JSON streaming
Sometimes you need to create JSON from a big pile of data you can stream
from some source, file or socket for instance.
Sadly you can't encode generator as-is using the Python json
library:
In [1]: json.dumps(range(10))
...
TypeError: Object of type 'range' is not JSON serializable
The simple solution here is to derive from list
and override __iter__
method:
In [1]: class LazyList(list):
...: def __init__(self, gen):
...: self.__gen = gen
...:
...: def __iter__(self):
...: return iter(self.__gen)
...:
...:
In [2]: json.dumps(LazyList(range(10)))
Out[2]: '[0, 1, 2, 3, 4, 5, 6, 7, 8, 9]'
Mind that the solution is not problem-free.

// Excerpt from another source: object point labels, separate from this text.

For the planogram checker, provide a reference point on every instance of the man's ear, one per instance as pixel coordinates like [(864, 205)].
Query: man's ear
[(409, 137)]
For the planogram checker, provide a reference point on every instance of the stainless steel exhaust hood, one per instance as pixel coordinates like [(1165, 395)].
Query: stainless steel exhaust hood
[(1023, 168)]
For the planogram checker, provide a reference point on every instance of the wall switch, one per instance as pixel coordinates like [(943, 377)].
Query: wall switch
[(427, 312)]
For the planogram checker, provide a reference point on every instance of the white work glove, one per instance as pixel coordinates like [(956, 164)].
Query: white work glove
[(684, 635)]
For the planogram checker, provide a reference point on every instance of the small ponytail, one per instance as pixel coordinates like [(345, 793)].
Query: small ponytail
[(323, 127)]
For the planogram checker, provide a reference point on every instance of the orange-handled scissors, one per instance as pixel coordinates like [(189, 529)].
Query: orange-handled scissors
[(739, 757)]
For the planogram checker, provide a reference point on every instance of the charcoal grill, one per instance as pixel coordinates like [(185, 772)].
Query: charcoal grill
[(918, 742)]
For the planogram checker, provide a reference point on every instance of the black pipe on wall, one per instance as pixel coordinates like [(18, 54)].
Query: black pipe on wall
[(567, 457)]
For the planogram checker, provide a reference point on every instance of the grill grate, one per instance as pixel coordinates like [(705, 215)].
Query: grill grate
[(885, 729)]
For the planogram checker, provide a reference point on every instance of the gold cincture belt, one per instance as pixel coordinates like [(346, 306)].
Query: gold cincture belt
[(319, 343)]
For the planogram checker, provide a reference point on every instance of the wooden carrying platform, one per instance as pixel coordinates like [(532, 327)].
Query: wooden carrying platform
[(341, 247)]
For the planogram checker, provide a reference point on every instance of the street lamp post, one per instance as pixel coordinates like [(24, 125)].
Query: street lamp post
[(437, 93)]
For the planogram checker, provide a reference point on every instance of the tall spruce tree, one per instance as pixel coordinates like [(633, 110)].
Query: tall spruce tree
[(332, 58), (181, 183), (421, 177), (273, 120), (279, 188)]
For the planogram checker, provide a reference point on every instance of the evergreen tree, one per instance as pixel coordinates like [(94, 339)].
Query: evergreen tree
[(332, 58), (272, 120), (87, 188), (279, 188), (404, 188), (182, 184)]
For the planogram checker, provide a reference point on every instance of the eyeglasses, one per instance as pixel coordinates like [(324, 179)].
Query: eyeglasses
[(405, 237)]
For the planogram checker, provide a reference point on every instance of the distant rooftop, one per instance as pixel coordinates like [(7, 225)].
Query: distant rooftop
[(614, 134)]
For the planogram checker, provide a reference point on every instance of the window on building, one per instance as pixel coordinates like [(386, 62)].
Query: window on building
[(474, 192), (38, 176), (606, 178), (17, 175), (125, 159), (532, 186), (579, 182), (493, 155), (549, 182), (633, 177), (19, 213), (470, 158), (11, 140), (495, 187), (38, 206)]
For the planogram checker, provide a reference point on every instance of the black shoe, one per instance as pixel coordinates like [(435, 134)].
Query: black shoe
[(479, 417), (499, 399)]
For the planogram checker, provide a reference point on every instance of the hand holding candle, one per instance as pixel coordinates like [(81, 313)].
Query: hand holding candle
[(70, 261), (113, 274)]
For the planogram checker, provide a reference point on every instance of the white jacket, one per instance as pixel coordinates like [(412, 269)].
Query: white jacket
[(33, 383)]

It might not work correctly for indent
parameter,
and also some versions of json
require you to override __len__
as well.
The solution described is a more or less hack,
the clear one is to use simplejson
instead.
It explicitly supports iterable_as_array
flag:
In [1]: import simplejson as json
In [2]: json.dumps(range(10), iterable_as_array=True)
Out[3]: '[0, 1, 2, 3, 4, 5, 6, 7, 8, 9]'
You also may put all data of the generator into a list and encode it afterward but will take some time and additional memory.